90年9月の複数政党制導入の決定に基づき、91年1月、複数政党制の下、初の国民議会選挙が実施され、「民主主義のための運動」(MPD)が勝利を収めた。また、同年2月、独立以来初めて直接投票による大統領選挙が実施され、MPD支持のモンテイロ候補が現職大統領を破って選出され、同年4月に新政府が発足した。政権交代は極めて模範的かつ平和裡に行われ、国際社会からも西アフリカにおける民主主義の成功例として高く評価された。95年12月の国民議会選挙においてMPDが引き続き勝利を収め、96年2月の大統領選挙ではモンテイロ大統領が再選されたが、2001年1月の国民議会選挙ではカーボヴェルデ・アフリカ独立党(PAICV)が勝利し、同年2月の大統領選挙においてもペドロ・ピレスPAICV候補がMPDの候補を破り当選した。

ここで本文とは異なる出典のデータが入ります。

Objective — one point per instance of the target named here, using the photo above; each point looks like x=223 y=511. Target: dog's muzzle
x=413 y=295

外交面では、善隣友好、非同盟を基本とする現実路線を堅持している。近年は、近隣諸国との関係強化に努めるとともに、経済協力、外国投資誘致の観点から、先進諸国との関係を強化している。
経済面では、農業・漁業が主要産業となっている。しかし、島国であることに加え火山性で起伏の多い地形や乾燥気候による降雨不足のため、農業生産、飲料水、電力の確保は困難な状況にある。食糧の自給率は15%程度と低く、外国からの食糧援助に依存している。同国の外貨獲得源は本国在住人口を上回る在外移民からの送金、海上・航空の交通に係る中継地収益であるが、慢性的財政赤字を補うには程遠い。国家開発計画においては、経済成長促進、貧困撲滅、民間部門活性化、地方分権化等に重点が置かれている。
我が国は、カーボヴェルデからマグロ等を輸入し(2000年輸入額5.5万ドル)、同国に自動車等を輸出している(同輸出額405万ドル)。